The Frankfurt School’s continued influence there might be better explained by the fact that a number of key Frankfurt School theorists fled from Nazi Germany to the United States and remained there until the 1950s. One might also argue that Frankfurt School Critical Theory contained an undercurrent of hybridised libertarianism and showed little interest in social class or the complexities of the rapidly evolving capitalist system. These features of Critical Theory fitted neatly with the United States’ established characteristics of political radicalism whose critiques of the capitalist economic system are broad and generalised, whereas their critiques of capitalism’s cultural effects are nuanced, multifaceted and, on the whole, unremittingly bleak. The liberal left in the United States tended to treat the capitalist system as a fait accompli, and only in the trade union movement did talk of class linger on into the post-war era. However, the Frankfurt School’s intellectual assault upon Western culture drew a great deal of attention and seemed to give the liberal left in the United States a new lease of life. The Frankfurt School’s criticism of Western civilisation is undoubtedly incisive and occasionally convincing. These were, after all – especially Theodor Adorno and Walter Benjamin – intellectuals of genuinely historical significance. Their attack was unrelenting, and they certainly managed to land some effective blows. For the Frankfurt School, Western civilisation was brutal and strewn with manifold injustices. It had been built on tyranny and oppression and had stripped man of his humanity and freedom. It was not simply the working class that suffered. All groups from across the social hierarchy were invited to gaze into the Frankfurt School’s deep well of cultural criticism to find resources that could be used to explain their diverse discontents.

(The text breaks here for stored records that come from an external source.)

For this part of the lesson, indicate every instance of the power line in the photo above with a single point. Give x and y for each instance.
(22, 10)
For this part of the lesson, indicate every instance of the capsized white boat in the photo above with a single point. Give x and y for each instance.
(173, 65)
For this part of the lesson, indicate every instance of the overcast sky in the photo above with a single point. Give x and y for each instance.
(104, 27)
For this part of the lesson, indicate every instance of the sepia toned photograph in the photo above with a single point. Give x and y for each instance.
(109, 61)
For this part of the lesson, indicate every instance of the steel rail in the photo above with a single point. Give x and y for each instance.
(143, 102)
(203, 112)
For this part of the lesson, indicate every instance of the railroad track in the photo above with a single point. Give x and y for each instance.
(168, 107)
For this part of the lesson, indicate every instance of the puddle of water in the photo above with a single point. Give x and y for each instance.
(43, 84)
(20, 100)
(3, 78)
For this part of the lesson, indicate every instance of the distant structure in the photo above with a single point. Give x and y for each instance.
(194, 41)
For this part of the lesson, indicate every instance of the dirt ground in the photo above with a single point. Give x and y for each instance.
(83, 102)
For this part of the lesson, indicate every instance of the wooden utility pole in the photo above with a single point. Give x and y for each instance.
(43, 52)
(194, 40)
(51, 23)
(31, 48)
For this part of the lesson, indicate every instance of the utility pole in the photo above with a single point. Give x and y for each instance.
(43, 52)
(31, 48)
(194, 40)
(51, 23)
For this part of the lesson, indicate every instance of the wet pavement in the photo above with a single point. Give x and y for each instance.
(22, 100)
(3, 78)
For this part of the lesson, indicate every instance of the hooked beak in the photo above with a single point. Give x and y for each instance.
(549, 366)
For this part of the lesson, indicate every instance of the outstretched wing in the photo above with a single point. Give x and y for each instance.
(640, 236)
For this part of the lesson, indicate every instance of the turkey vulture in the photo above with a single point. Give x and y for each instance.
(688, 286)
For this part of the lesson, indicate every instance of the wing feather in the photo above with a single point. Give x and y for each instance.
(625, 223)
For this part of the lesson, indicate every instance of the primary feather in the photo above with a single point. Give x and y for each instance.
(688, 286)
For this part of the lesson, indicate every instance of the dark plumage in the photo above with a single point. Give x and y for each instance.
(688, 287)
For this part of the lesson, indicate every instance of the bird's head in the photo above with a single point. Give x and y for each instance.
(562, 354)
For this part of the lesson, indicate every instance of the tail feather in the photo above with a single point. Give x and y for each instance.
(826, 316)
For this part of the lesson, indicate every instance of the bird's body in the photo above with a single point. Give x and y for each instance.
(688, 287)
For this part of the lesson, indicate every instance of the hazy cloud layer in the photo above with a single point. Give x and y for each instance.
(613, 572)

Postmodernism was built upon the negative conception of liberty we commonly associate with the neoliberal right whereas the reforms pursued by traditional socialism, and those put into practice by social democratic governments during the first half of the twentieth century, reflected a commitment to positive social liberty. However, over and above minimal welfare provision, postmodernists saw nothing in modern social democracy worthy of commendation or preservation. Social democratic interventions produced, they argued, freedom-sapping bureaucracies geared towards the reproduction of cultural uniformity and the status quo.

The Chapter on Postmodernism focuses very much on Foucault and is where the book begins to lose its way. But it is the chapter “Identity Politics” which I find incoherent rubbish

Postmodernism accelerated existing processes that were already liberalising the left and moving it further away from its traditional values, policies and sources of support. In advocating a creative individualism free from the intrusions of the state and the judgements of the social order, it also paved the way for contemporary identity politics. However, the truth of the matter is that post-structuralism played a more active role in determining the shape and content of twenty-first-century identity politics. Postmodernism and post-structuralism are often conflated, but to shed light on the intellectual foundations of identity politics, we need to briefly disentangle these two terms.

In future posts I hope to explore other books on this theme.